SBP is a common complication of cirrhosis and is associated with severe sequelae, including death in up to 20% of cases [1-3]. An appropriate diagnosis and correct treatment are paramount in SBP management, as untreated patient mortality is much higher and approaches 50% [16]. Guidelines regarding diagnostic criteria and appropriate treatment are well established, and improving adherence to these guidelines may improve patient outcomes. Our study investigated adherence to these guidelines for both diagnosis and treatment at our institution.

This study demonstrated that only 52.4% of patients diagnosed with SBP met appropriate diagnostic criteria. This suggests SBP was over-diagnosed in our population, with nearly half the patients not meeting diagnostic criteria. While missing a diagnosis of SBP may be more catastrophic than over-diagnosis, several patients in our study were labeled as having SBP who truly had secondary peritonitis requiring either surgical or another medical modality of treatment. Making this distinction is critical, as mortality in patients with an abdominal source of infection (e.g., a perforated bowel) who do not receive surgical intervention approaches 100% [17]. Furthermore, the mortality rate in patients with SBP who receive an unnecessary exploratory laparotomy is 80% [18]. Another cause of misdiagnosis were patients with non-neutrocytic bacteriascites, due to non-infectious bacterial colonization of the ascitic fluid, skin contamination, or even traumatic paracentesis triggering a transient bacterial leak from the bowel [19-21]. Asymptomatic non-neutrocytic bacteriascites may indicate early SBP and should be investigated further with repeat paracentesis, but if the patient is symptomatic then treatment for SBP should be initiated. Inpatient mortality was documented in five patients, which is lower than the average inpatient mortality for SBP patients. This number was probably artificially lessened by the high rate of misdiagnosis and also affected by our small sample size.

We found that out of 52.4% of patients with appropriate diagnoses, only 67.3% received appropriate treatment. Types of mistreatment included using regimens that were too broad-spectrum and treatments not providing adequate coverage for typical organisms. Inappropriate therapy with broad-spectrum agents is associated with increased cost, bacterial resistance, and antibiotic-associated complications [22, 23]. Lack of treatment or therapy with agents not covering the causal organism(s) is associated with significantly worse morbidity and mortality. Another form of mistreatment involved the initiation of antibiotics before performing paracentesis. Paracentesis should be performed before the administration of antibiotics [8]. In fact, starting antibiotics before paracentesis may have contributed to a high rate (81.8%) of our patients having negative ascitic cultures.

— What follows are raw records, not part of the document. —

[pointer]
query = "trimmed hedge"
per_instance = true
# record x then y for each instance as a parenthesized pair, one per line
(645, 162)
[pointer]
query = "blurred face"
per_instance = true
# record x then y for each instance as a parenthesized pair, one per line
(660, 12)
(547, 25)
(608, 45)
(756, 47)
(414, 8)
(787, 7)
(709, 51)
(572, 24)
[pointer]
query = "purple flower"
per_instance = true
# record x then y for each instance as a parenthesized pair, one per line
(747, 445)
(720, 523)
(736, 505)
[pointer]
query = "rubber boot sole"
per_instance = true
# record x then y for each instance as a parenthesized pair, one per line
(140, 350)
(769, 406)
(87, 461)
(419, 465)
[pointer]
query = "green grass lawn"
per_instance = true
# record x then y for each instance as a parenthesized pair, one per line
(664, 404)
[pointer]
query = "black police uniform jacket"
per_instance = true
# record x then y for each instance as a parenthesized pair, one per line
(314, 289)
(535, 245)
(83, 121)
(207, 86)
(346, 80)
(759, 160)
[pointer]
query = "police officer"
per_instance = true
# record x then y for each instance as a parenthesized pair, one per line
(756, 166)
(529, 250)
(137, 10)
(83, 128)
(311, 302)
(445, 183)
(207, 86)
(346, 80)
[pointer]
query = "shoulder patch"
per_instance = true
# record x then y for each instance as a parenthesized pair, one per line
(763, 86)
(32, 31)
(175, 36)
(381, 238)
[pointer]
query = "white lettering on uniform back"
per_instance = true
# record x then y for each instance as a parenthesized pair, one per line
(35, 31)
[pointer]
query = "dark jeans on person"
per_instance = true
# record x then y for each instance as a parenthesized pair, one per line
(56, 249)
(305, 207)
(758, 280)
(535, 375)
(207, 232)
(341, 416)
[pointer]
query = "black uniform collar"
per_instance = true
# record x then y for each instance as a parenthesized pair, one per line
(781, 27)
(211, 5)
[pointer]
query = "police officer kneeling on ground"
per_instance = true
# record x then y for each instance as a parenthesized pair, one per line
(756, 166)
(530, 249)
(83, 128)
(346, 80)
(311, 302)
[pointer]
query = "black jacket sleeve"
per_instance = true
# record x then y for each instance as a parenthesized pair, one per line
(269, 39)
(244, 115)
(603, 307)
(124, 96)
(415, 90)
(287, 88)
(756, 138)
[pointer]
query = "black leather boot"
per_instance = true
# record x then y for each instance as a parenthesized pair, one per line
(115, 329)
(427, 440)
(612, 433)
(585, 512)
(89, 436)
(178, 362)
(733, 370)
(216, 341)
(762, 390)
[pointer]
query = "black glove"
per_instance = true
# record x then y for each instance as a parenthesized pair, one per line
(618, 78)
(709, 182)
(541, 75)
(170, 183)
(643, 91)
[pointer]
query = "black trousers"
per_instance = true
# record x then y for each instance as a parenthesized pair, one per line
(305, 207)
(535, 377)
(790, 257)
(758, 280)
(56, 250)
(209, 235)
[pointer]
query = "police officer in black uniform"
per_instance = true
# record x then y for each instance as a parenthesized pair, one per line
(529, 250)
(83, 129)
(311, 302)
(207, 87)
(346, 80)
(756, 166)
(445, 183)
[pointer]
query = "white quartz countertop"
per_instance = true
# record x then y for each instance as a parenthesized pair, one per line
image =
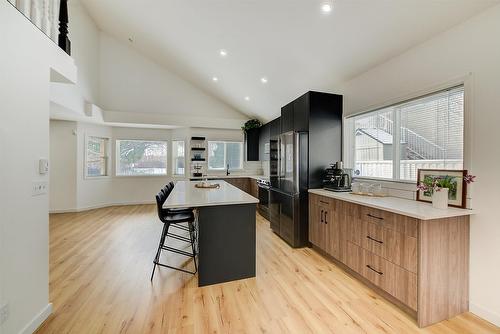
(415, 209)
(185, 194)
(232, 176)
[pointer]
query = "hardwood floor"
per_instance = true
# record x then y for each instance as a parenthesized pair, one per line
(101, 261)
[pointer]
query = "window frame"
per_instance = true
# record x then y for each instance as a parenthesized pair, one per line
(350, 141)
(117, 155)
(242, 154)
(106, 157)
(174, 174)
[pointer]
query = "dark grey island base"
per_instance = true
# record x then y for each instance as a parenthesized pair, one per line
(226, 229)
(226, 243)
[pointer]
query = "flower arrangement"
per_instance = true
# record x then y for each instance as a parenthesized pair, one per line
(436, 183)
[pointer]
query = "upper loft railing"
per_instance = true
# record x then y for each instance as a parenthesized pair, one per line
(50, 16)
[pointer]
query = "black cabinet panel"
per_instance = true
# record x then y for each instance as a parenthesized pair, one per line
(301, 113)
(287, 118)
(275, 127)
(252, 144)
(274, 210)
(263, 140)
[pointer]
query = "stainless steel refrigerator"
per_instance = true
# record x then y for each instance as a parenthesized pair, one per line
(289, 185)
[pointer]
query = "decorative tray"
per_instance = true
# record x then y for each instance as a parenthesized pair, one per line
(368, 194)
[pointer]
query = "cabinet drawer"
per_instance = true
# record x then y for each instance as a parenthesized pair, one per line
(386, 219)
(354, 257)
(393, 279)
(393, 246)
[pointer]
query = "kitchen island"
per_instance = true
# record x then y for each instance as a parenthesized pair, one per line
(226, 229)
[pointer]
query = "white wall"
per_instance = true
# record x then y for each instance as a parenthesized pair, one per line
(71, 191)
(472, 51)
(24, 138)
(63, 168)
(84, 36)
(133, 83)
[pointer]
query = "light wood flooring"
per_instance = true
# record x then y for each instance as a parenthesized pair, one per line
(101, 261)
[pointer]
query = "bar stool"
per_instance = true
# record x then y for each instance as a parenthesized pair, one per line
(174, 219)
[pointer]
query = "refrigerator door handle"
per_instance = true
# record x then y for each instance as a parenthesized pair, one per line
(296, 161)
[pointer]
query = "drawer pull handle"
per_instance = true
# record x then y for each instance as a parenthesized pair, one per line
(372, 216)
(378, 272)
(373, 239)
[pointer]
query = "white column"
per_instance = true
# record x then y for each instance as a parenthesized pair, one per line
(54, 14)
(35, 13)
(24, 6)
(46, 27)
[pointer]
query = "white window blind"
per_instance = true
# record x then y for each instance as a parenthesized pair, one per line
(396, 141)
(141, 157)
(178, 157)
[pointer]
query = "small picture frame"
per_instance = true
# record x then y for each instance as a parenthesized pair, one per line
(457, 193)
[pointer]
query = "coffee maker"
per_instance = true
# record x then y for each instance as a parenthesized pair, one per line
(336, 178)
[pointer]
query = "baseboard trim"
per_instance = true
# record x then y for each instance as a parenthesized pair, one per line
(100, 206)
(485, 314)
(33, 325)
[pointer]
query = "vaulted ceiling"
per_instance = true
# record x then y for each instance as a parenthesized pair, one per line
(292, 43)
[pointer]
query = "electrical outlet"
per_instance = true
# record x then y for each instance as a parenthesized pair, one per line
(4, 313)
(39, 188)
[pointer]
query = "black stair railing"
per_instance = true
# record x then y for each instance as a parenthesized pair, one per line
(63, 40)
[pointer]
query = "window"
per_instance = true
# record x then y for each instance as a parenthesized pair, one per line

Our study has limitations, including being a single-center retrospective study, which might not represent other hospitals and the general population. However, we captured a diverse group of patients who might be representative of the population. Moreover, some outcome data were missing due to lack of documentation in the electronic medical records and not due to study design error, as all chart data were assessed by two independent reviewers, representing a data collection strength. We also believe some cases of SBP were missed due to incorrect coding or missed diagnosis. Regarding antibiotic choices, some confounders could have been missed, as some patients may have been started on broader antibiotics due to clinical judgment not assessable on chart review.

This study was presented as a poster at the American College of Gastroenterology annual meeting [24].

Conclusions

In conclusion, the guidelines regarding SBP diagnosis and treatment are evident in the literature; however, chart review of our institution’s cases showed poor adherence to guidelines. A more significant effort is necessary to apply these guidelines in clinical practice. We plan to pursue a quality improvement project to raise awareness among health care providers and hope to improve compliance with stated guidelines for both diagnosis and treatment of SBP, with an ultimate aim to improve patient outcomes.